Scott Renner & Family | Via Alta
Sitting on our front porch in the early afternoon this past weekend, my wife and I yell, “No thanks, but thanks for asking!” to our neighbor as she and her daughter paused to greet us on their way to get ice cream, offering to bring us some as well. Unsolicited, a small act of random kindness extended by our neighbor. It’s just one of the reasons we feel so blessed to live in Del Mar, surrounded by such kind and generous people.

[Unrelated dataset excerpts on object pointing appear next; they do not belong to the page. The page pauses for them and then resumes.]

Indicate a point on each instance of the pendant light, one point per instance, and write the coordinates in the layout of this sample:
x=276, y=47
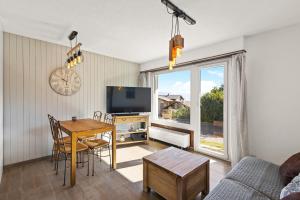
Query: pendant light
x=176, y=43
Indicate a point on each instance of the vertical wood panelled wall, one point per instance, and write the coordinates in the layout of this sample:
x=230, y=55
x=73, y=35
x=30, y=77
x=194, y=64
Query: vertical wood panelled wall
x=28, y=97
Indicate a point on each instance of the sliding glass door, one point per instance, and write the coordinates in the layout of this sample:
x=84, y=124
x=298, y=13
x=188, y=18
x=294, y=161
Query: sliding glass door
x=194, y=97
x=213, y=138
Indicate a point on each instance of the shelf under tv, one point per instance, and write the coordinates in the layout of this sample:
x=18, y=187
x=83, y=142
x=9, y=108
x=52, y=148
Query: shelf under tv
x=133, y=119
x=130, y=132
x=131, y=141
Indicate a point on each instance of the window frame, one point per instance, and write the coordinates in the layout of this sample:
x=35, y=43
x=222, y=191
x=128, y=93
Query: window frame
x=195, y=111
x=154, y=114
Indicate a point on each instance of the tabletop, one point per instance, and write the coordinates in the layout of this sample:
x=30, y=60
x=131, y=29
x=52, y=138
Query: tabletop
x=83, y=125
x=176, y=161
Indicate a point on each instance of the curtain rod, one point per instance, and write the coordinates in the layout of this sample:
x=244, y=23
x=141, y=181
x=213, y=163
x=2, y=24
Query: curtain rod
x=197, y=61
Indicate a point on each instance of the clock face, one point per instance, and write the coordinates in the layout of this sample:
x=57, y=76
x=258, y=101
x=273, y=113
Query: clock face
x=65, y=81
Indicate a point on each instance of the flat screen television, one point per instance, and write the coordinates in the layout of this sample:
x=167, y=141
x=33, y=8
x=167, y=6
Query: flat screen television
x=128, y=100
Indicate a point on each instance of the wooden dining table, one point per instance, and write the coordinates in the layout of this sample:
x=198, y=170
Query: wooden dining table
x=86, y=127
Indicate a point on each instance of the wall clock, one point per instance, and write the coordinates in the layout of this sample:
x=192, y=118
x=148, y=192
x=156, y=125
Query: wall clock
x=65, y=81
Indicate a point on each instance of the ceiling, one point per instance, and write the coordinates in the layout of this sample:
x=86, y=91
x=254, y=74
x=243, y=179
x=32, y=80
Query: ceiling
x=139, y=30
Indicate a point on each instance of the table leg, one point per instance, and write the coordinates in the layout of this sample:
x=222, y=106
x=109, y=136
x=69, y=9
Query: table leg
x=73, y=160
x=145, y=177
x=114, y=147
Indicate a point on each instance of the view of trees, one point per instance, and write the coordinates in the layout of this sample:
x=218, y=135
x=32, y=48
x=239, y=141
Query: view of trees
x=212, y=105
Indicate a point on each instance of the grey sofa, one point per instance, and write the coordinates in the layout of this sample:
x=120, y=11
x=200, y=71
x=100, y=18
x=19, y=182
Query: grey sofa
x=251, y=178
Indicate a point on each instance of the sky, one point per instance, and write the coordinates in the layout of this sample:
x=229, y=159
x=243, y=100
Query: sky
x=179, y=82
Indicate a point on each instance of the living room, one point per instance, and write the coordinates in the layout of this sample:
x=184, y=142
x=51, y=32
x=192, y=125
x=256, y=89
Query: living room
x=149, y=99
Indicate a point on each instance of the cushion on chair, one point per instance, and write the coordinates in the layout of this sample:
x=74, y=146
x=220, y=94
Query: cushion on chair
x=79, y=147
x=86, y=136
x=66, y=139
x=290, y=168
x=96, y=143
x=231, y=190
x=258, y=174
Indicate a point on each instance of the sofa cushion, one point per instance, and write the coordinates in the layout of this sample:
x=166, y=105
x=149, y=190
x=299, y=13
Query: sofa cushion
x=258, y=174
x=290, y=168
x=231, y=190
x=292, y=187
x=293, y=196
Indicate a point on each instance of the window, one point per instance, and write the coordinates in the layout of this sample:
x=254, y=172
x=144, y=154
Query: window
x=173, y=93
x=212, y=108
x=195, y=98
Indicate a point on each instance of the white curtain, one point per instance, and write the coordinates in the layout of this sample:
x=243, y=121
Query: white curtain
x=237, y=110
x=144, y=79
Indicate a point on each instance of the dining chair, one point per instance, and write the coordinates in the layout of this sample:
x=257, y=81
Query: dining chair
x=97, y=116
x=98, y=145
x=66, y=139
x=64, y=148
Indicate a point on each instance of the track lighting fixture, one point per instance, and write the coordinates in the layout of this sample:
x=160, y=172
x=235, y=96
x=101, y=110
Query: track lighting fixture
x=75, y=56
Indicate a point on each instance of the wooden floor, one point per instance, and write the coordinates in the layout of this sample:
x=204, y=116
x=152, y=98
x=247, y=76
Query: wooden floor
x=37, y=181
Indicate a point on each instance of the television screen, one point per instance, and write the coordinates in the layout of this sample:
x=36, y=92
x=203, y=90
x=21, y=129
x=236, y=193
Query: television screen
x=128, y=99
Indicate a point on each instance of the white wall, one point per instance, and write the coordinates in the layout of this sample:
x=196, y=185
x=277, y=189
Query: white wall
x=28, y=97
x=1, y=101
x=273, y=73
x=203, y=52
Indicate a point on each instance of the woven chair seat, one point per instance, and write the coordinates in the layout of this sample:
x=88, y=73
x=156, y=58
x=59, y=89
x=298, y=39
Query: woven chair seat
x=66, y=139
x=79, y=147
x=86, y=137
x=96, y=143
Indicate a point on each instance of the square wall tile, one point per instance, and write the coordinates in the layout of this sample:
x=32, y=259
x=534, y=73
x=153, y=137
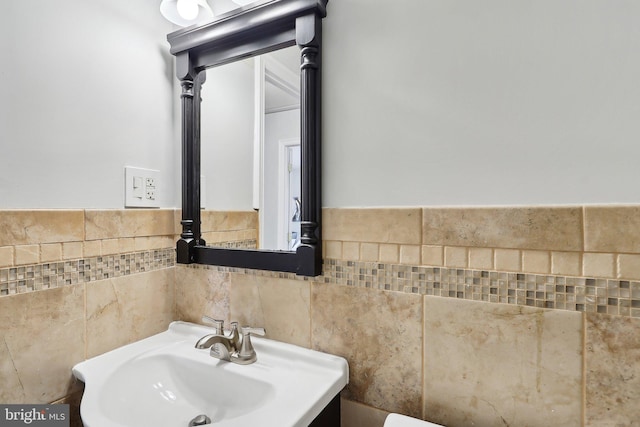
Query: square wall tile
x=496, y=364
x=599, y=265
x=508, y=259
x=432, y=255
x=566, y=263
x=376, y=225
x=613, y=371
x=612, y=229
x=41, y=339
x=456, y=257
x=555, y=228
x=202, y=291
x=6, y=256
x=27, y=254
x=281, y=306
x=481, y=258
x=629, y=266
x=116, y=223
x=536, y=262
x=380, y=335
x=410, y=254
x=128, y=308
x=354, y=414
x=28, y=227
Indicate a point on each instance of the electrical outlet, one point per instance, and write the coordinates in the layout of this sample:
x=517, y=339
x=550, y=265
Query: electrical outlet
x=141, y=187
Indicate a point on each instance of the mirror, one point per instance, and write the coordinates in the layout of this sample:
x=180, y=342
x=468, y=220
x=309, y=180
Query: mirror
x=250, y=134
x=257, y=29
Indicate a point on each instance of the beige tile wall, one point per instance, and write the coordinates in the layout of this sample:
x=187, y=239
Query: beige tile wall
x=456, y=361
x=72, y=314
x=39, y=236
x=453, y=361
x=593, y=241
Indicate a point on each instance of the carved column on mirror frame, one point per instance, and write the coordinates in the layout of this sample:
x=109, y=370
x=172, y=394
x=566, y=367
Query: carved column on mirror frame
x=197, y=169
x=187, y=239
x=310, y=107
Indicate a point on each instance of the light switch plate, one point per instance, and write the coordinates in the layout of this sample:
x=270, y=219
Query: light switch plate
x=141, y=187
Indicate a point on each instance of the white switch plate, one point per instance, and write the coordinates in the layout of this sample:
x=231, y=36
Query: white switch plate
x=141, y=188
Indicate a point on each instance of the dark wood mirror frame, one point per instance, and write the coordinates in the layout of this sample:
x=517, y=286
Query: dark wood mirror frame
x=253, y=30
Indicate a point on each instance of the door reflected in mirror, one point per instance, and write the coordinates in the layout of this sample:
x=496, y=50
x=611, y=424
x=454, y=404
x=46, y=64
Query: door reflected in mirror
x=250, y=145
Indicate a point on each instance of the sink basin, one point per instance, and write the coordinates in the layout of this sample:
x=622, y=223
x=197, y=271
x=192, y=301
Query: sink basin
x=164, y=380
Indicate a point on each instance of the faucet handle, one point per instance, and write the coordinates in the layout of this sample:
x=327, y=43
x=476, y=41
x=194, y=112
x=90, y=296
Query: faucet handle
x=246, y=330
x=247, y=354
x=217, y=324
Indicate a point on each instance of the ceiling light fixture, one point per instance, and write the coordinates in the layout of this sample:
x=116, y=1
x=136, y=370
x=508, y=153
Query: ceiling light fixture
x=185, y=12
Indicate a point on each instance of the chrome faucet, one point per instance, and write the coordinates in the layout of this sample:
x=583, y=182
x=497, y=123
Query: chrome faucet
x=235, y=347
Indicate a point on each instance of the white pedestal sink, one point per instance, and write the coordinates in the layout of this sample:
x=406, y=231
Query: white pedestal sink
x=165, y=381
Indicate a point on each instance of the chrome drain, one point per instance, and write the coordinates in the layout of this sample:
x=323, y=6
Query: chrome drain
x=200, y=420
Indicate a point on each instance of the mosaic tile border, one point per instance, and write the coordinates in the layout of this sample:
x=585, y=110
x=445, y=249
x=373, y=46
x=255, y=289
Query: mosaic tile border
x=585, y=294
x=36, y=277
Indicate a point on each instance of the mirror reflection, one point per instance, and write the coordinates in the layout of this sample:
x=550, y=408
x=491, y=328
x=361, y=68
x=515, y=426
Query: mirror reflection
x=250, y=145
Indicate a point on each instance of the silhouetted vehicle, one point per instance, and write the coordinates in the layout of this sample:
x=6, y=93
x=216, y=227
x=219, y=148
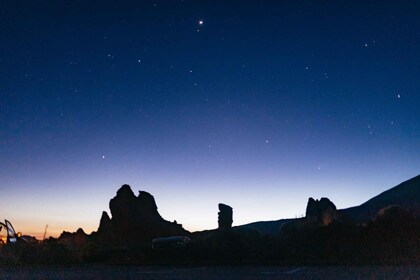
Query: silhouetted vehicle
x=170, y=242
x=8, y=233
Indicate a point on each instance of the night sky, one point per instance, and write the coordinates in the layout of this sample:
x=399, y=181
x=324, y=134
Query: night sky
x=256, y=104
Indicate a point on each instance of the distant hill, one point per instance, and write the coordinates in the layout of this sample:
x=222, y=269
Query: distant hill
x=405, y=195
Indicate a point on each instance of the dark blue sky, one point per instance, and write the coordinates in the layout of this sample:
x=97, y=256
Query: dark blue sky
x=260, y=105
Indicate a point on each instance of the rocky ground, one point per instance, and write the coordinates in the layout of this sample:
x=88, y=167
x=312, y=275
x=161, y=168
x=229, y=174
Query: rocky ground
x=212, y=272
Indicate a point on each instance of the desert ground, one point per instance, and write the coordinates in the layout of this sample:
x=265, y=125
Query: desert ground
x=210, y=272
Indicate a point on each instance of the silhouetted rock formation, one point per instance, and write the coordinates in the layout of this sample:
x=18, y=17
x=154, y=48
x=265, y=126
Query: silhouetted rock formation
x=321, y=212
x=225, y=216
x=135, y=220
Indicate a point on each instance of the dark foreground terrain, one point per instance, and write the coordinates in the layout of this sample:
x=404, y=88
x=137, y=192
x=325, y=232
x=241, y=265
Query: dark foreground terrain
x=213, y=272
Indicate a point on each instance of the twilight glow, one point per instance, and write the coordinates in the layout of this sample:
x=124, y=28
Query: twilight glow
x=259, y=105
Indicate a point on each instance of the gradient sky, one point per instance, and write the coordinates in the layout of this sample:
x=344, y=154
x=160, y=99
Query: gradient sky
x=256, y=104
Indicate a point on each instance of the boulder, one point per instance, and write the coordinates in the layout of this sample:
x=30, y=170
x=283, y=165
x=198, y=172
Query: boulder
x=135, y=220
x=225, y=214
x=321, y=212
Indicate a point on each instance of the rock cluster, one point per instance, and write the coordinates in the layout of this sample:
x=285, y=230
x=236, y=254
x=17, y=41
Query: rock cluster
x=225, y=216
x=321, y=212
x=135, y=220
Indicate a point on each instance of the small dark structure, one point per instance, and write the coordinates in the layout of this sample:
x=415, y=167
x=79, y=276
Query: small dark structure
x=225, y=216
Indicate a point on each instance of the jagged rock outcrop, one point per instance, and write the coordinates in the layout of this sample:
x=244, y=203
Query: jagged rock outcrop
x=321, y=212
x=135, y=220
x=225, y=215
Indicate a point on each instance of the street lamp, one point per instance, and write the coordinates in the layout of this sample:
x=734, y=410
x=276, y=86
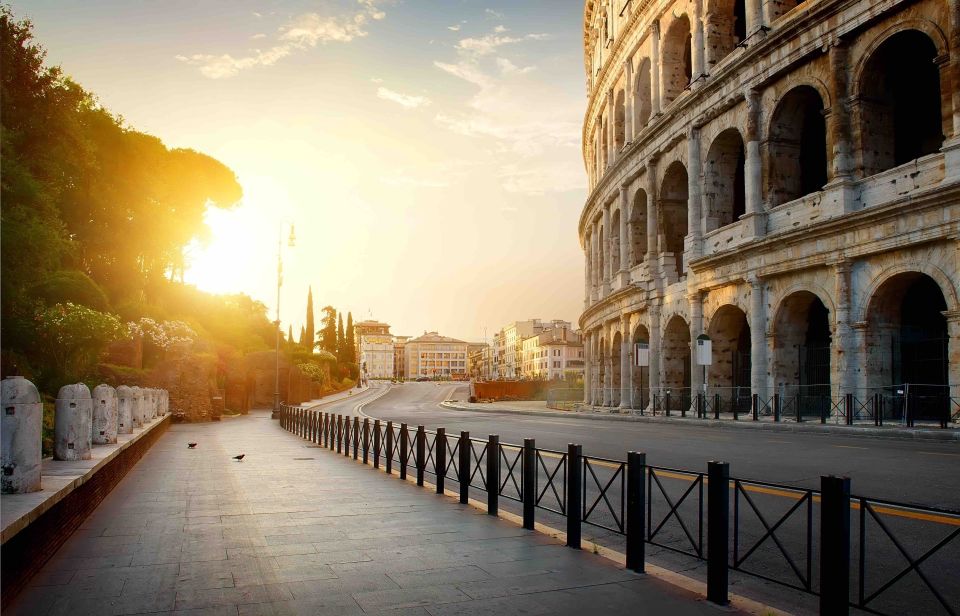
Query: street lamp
x=291, y=242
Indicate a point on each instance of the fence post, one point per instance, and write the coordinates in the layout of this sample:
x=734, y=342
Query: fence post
x=835, y=545
x=636, y=510
x=718, y=531
x=421, y=453
x=466, y=449
x=440, y=458
x=389, y=447
x=404, y=449
x=574, y=504
x=528, y=482
x=493, y=474
x=356, y=437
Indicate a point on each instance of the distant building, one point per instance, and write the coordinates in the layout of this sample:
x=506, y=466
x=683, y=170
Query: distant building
x=434, y=356
x=508, y=343
x=552, y=354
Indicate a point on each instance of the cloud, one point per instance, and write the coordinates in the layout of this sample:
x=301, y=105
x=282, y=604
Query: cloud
x=404, y=100
x=304, y=31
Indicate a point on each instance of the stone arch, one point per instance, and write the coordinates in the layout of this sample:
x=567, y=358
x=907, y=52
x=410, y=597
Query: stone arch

We’ve lost track, but it’s been approximately three years since the home next door converted back to a single-family residence from an STRB (short term rental business). During the time this home was an STRB, I wrote editorials critical of STRBs in our community precisely because our experience living next door to an actively-rented STRB was entirely negative. Returning from work, seeing another unfamiliar car in the adjacent driveway, a new family or families with kids or without kids enjoying their vacation pool-side, music, elevated speech and laughter as they enjoyed the home and their vacation, which would end in three to seven days, or extend as long as a few weeks, ultimately ending with an empty home, then maid service to clean and ready for the next occupants took its toll. Of course, these new families would have habits varying from the previous occupants, including music tastes, voice levels, pool use intensity, all to begin again with this next round of short term tenants just wanting to enjoy their time in a Del Mar neighborhood.
Writing this does two things: first, there is a small part of me that I have to own, that says, “Wow, look at the grouchy old man you’ve become at the premature age of 56!” These vacationers simply wanted to enjoy their time off, explore Del Mar, and participate in the local commerce. And here I am wanting to get in the way of that by taking that opportunity away. Second, I literally feel my blood pressure rise triggered by the thought of coming home from work, seeing a new car in the driveway, and not knowing what we were in for with these tenants - how long they would be there, and the overall fatigue of continuing life next door to an actively-used STRB.
Life without an STRB in our midst has been truly wonderful, like night and day, a breath of fresh air, a Del Mar sunset casting an orange glow in the evening sky, a “Hi” or “Hello,” some brief small talk between our neighbors and ourselves—what our kids are doing, the weather, the traffic, just the small patterns of day-to-day life that makes the question of “Do you want some ice cream?” so incredibly cool, comforting, and indicative of just what it means to live free of an STRB in our midst.